私自身、日本国憲法と国連憲章の基本的理念は一致しているという信念があります。そのため、矛盾もあまり感じなかったし、戦後日本の平和主義は、基本的に正しいと感じてきました。しかしながら、戦後日本の平和主義がそのままでよいかと言えば、そうではなくて、微調整は必要だと思います。


物事の相対性を意識するようになった原因の一つはやはり先の大戦です。鬼畜米英と唱えていた人々が、敗戦を境に平和と民主主義礼賛にがらりと変わってしまった。東京大学に入り文化人類学の授業で、ルース・ベネディクトの『文化の型』を読んだことも大きなインパクトがありました。日本の恥の文化を分析した『菊と刀』で著名な同氏が、様々な文化はそれぞれが完結した存在で優劣はないと主張していました。

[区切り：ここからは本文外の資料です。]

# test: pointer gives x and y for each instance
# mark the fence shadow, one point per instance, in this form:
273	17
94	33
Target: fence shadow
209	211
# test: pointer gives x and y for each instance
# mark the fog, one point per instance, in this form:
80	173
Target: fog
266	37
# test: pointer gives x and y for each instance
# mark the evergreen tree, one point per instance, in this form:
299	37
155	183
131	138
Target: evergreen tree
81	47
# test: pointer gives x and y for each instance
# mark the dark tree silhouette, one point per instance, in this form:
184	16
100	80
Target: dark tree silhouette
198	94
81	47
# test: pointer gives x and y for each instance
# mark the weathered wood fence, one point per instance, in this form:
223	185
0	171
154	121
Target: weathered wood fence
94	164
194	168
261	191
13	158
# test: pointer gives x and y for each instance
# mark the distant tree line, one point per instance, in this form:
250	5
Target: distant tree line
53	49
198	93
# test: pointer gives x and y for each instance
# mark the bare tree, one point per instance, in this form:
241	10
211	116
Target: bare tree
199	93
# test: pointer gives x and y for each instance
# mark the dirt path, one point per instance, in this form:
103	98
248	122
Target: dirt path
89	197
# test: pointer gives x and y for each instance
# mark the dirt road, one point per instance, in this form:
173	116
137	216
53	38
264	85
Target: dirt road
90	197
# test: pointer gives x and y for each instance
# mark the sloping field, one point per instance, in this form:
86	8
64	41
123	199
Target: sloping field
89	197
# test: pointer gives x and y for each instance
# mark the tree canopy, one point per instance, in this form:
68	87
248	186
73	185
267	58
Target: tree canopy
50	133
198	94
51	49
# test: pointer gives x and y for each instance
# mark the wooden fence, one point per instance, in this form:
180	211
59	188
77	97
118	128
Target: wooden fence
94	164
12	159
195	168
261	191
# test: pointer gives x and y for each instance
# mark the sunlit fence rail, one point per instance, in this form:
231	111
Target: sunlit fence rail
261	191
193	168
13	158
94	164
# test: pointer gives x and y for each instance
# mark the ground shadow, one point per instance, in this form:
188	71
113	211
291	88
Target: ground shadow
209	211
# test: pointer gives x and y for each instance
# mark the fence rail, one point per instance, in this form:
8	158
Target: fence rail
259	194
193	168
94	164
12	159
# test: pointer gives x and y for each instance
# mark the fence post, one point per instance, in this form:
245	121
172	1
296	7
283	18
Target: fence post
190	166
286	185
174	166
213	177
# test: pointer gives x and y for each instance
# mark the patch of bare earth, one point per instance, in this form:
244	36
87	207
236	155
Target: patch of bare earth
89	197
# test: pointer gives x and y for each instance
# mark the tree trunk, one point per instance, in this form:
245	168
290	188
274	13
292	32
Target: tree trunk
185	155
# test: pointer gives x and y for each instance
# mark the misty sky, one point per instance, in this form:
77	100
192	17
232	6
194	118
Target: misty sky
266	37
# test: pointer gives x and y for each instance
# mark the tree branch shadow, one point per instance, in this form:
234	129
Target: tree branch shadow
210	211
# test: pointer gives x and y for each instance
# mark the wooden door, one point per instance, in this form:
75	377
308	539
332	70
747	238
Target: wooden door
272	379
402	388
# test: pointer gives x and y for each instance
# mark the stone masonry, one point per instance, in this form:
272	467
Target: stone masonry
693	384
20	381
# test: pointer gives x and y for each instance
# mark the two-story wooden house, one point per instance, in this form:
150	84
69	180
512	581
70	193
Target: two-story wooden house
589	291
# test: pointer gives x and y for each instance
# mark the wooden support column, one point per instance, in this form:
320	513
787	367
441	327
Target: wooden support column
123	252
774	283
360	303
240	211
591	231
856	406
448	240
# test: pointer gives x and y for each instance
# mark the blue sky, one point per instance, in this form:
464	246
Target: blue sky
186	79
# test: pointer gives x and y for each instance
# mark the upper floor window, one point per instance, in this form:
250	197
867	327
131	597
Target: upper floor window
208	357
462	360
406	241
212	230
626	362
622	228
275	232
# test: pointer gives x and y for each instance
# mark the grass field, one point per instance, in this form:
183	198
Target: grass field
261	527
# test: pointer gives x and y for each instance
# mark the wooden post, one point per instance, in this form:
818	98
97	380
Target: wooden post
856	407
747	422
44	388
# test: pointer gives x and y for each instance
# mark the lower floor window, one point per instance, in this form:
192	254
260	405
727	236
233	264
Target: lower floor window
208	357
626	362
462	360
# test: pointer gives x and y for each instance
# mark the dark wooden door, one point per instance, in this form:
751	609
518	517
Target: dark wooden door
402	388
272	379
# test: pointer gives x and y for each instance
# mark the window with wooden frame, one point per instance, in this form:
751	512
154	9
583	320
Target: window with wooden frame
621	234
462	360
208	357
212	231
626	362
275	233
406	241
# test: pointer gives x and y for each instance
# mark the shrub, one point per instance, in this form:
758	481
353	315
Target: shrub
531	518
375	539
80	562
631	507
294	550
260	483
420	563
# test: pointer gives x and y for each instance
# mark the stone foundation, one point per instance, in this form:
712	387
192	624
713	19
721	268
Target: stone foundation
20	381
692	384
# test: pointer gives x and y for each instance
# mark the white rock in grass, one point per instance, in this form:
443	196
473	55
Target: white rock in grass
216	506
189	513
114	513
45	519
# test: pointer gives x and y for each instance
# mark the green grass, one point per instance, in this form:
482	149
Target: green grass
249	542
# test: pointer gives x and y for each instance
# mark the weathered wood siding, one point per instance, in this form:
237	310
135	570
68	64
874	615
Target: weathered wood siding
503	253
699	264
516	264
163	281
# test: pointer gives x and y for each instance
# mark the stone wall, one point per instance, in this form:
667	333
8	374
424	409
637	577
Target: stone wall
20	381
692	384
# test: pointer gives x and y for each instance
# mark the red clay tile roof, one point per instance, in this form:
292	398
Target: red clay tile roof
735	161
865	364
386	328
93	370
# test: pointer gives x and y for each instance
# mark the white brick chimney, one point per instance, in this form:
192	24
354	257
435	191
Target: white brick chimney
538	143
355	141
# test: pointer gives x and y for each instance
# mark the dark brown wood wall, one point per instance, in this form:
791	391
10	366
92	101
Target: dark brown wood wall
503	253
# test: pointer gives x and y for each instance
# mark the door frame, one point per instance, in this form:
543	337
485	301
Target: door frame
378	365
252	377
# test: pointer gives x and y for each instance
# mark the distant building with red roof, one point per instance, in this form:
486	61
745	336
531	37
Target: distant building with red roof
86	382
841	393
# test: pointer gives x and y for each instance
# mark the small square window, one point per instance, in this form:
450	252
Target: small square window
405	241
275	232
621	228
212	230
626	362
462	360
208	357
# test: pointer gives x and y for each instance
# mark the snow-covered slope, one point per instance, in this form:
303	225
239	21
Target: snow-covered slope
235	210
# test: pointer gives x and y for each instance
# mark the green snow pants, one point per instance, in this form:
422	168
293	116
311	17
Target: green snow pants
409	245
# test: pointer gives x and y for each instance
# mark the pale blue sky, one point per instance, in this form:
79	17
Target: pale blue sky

私が国連職員として携わった旧ユーゴスラビアのボスニア・ヘルツェゴビナ紛争では、「決めつけ」は決してしてはならないことでした。この地域にはセルビア系、クロアチア系、ボスニア系の3つの民族が、互いに結婚するなどして暮らしていました。しかし、ナショナリストの指導者が現れ、不信と憎悪が支配する地域になってしまった。メディアは、一方の当事者であるセルビア人勢力を悪者と決めつけました。米国も同様の姿勢を取った。しかし、もう一方の当事者であるボスニア政府がまるっきりの「白」であったのかと言えば決してそんなことはありません。いずれも加害者であり被害者でもあったのです。


明石康の経歴・略歴

明石康、あかし・やすし。国連事務次長。秋田県出身。東京大学教養学部アメリカ学科卒業後、バージニア大学大学院修了。コロンビア大学、タフツ大学に留学。タフツ大学時代国連職員に採用される。その後、日本政府代表部参事官、広報担当事務次長、カンボジア暫定統治機構事務総長特別代表、旧ユーゴ問題担当・事務総長特別代表、事務総長特別顧問、人道問題担当事務次長などを務め、40年にわたって国連で活動した。そのほか、国際協力NGOジョイセフの会長、日本紛争予防センター会長、名城大学アジア研究所名誉所長、広島市立大学付属広島平和研究所所長、群馬県立女子大学外国語教育研究所所長などを務めた。